I don't know what it is. I've never - probably never? - felt so comfortable around another person, not enough to actually (try and) discuss my internal issues, enough to try new things that I may not have even considered before. And while I'm probably not exactly open compared to other people, where I've come to be is pretty out there for me. The problem is that I'm more of a listener as compared to someone who may openly spill everything in their head, and you definitely made sure to point out that this bothers you - that you want to feel lost in conversation with me, and that I need to work on offering that. Fuck. How?
I know that I don't say the things that I should often enough, and I that I need to make it a point to. I want you to know how fucking brilliant you are - do you even realize that? That you're a talented, gorgeous person who can do so much better for himself? I won't tell you that it will be easy, because I don't believe anywhere inside of me that it will. And I'm not saying that you can accomplish this tomorrow. But it can happen, and it needs to happen. You deserve for it to happen.

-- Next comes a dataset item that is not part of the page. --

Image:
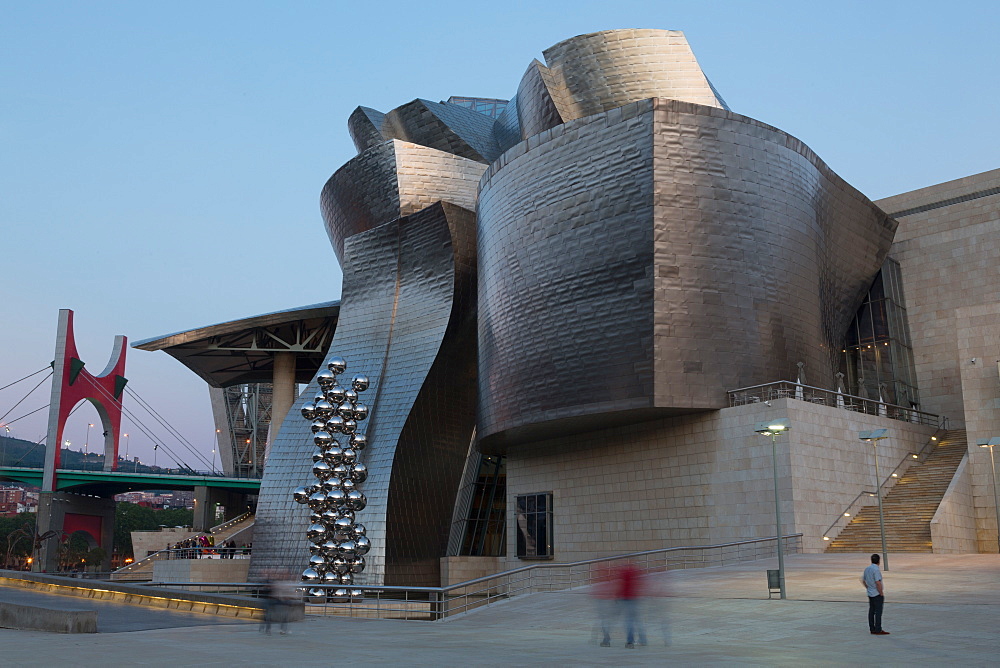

And even though this will probably make me sound like a complete hypocrite, I'd like to see you focus on the good in your life instead of constantly settling on the bad, because it's not the only thing you're ever going to have. I just want to see you absolutely, genuinely happy. That's probably the only thing I'm not willing to pass on here.
I'm sorry that you haven't had better in your life, that you don't hear these things often, that you don't feel like you're worthwhile, but I want you to know that I know that you deserve better.